To take advantage of the features of MPI, an application must be written and compiled to include the
libraries from the particular MPI implementation used. Several implementations of MPI are on the
market:
HP-MPI
Intel MPI
Publicly available versions such as MVAPICH2 and Open MPI
MPI has become the de-facto IB ULP standard. In particular, HP-MPI has been accepted by more
independent software vendors (ISVs) than any other commercial MPI. By using shared libraries,
applications built on HP-MPI can transparently select interconnects that significantly reduce the effort
for applications to support various popular interconnect technologies. HP-MPI is supported on HP-UX,
Linux, True64 UNIX, and Microsoft Windows Compute Cluster Server 2003.
IPoIB
Internet Protocol over InfiniBand (IPoIB) allows the use of TCP/IP or UDP/IP-based applications
between nodes connected to an InfiniBand fabric. IPoIB supports IPv4 or IPv6 protocols and
addressing schemes. An InfiniBand HCA is configured through the operating system as a traditional
network adapter that can use all of the standard IP-based applications such as PING, FTP, and
TELNET. IPoIB does not support the RDMA features of InfiniBand. Communication between IB nodes
using IPoIB and Ethernet nodes using IP will require a gateway/router interface.
RDMA-based protocols
DAPL - The Direct Access Programming Library (DAPL) allows low-latency RDMA communications
between nodes. The uDAPL provides user-level access to RDMA functionality on InfiniBand while the
kDAPL provides the kernel-level API. To use RDMA for the data transfers between nodes, applications
must be written with a specific DAPL implementation.
SDP – Sockets Direct Protocol (SDP) is an RDMA protocol that that operates from the kernel.
Applications must be written to take advantage of the SDP interface. SDP is based on the WinSock
Direct Protocol used by Microsoft server operating systems and is suited for connecting databases to
application servers.
SRP – SCSI RDMA Protocol (SRP) is a data movement protocol that encapsulates SCSI commands over
InfiniBand for SAN networking. Operating from the kernel level, SRP allows copying SCSI commands
between systems using RDMA for low-latency communications with storage systems.

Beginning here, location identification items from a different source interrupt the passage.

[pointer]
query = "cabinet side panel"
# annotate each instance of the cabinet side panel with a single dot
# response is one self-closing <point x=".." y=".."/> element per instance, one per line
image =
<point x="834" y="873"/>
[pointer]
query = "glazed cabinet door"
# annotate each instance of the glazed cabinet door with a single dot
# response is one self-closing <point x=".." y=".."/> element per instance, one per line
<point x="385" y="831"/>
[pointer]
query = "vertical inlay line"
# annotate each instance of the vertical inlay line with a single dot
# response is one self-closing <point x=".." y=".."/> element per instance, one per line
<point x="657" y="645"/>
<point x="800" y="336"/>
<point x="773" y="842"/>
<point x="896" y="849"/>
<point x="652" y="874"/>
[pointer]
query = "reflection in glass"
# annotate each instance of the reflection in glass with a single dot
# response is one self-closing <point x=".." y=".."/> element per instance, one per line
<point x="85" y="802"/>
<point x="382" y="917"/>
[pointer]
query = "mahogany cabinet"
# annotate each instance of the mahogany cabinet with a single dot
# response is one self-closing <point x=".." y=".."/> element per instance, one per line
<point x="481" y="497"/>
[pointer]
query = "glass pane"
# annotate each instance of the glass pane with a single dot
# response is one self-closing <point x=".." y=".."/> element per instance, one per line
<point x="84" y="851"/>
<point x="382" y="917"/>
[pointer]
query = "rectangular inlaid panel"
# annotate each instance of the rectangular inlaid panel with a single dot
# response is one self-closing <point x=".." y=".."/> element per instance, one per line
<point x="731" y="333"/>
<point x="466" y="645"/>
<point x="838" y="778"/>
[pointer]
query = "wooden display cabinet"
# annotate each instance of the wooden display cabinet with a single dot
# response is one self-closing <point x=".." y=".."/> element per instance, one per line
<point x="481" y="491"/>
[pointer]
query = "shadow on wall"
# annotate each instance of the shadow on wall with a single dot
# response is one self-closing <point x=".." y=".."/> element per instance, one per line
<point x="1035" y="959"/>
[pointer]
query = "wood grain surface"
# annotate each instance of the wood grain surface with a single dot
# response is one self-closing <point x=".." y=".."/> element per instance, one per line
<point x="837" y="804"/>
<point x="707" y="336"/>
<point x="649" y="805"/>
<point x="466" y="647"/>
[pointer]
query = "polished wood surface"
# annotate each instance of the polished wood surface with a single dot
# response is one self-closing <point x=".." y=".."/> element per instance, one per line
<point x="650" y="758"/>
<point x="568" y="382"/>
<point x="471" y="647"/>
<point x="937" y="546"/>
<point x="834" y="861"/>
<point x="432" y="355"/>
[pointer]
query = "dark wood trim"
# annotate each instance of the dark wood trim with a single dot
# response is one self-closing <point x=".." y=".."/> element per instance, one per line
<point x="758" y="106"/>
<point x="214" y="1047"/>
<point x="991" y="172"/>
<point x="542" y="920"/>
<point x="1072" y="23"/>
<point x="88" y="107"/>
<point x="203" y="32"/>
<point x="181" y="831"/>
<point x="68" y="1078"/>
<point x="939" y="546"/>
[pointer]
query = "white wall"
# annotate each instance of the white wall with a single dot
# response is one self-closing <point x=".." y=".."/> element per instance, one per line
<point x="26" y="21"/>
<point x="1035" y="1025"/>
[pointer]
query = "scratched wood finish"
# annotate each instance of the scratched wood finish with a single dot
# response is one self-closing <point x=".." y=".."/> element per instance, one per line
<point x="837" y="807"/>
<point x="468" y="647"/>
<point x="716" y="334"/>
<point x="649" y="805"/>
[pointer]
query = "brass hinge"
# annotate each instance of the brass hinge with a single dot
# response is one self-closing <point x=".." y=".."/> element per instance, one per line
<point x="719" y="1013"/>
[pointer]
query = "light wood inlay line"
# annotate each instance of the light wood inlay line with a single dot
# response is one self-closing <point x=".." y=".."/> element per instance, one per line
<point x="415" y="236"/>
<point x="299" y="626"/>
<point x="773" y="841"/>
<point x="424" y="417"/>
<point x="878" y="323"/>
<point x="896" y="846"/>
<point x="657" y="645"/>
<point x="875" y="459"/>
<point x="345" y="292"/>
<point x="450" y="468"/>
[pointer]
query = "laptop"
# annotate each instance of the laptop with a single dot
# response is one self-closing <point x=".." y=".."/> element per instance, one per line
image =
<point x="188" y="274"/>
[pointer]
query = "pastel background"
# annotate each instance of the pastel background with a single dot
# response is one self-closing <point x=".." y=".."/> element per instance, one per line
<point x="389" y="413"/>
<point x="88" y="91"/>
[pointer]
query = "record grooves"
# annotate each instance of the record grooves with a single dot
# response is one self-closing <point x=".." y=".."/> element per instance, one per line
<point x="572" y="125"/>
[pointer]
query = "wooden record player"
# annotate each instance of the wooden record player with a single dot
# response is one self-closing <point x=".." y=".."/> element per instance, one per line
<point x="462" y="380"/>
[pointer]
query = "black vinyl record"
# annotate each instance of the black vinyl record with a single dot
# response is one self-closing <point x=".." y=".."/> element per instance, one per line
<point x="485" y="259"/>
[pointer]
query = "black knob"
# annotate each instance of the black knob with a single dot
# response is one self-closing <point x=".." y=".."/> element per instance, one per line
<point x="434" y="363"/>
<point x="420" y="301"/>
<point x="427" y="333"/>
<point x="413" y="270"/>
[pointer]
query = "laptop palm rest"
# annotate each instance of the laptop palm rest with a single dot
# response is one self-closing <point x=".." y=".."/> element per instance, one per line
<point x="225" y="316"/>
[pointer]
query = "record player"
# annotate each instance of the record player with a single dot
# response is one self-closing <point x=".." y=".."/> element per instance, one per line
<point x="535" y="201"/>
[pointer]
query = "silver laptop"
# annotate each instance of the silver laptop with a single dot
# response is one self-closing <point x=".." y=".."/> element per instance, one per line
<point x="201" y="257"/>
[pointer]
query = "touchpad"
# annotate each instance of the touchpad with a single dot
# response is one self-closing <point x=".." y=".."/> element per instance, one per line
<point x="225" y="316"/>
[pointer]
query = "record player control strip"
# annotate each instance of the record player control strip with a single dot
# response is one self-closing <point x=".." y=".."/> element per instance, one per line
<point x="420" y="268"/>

iSER – iSCSI Enhanced RDMA (iSER) is a storage standard originally specified on the iWARP RDMA
technology and now officially supported on InfiniBand. The iSER protocol provides iSCSI
manageability to RDMA storage operations.
NFS – The Network File System (NFS) is a storage protocol that has evolved since its inception in the
1980s, undergoing several generations of development while remaining network-independent. With
the development of high-performance I/O such as PCIe and the significant advances in memory
subsystems, NFS over RDMA on InfiniBand offers low-latency performance for transparent file sharing
across different platforms.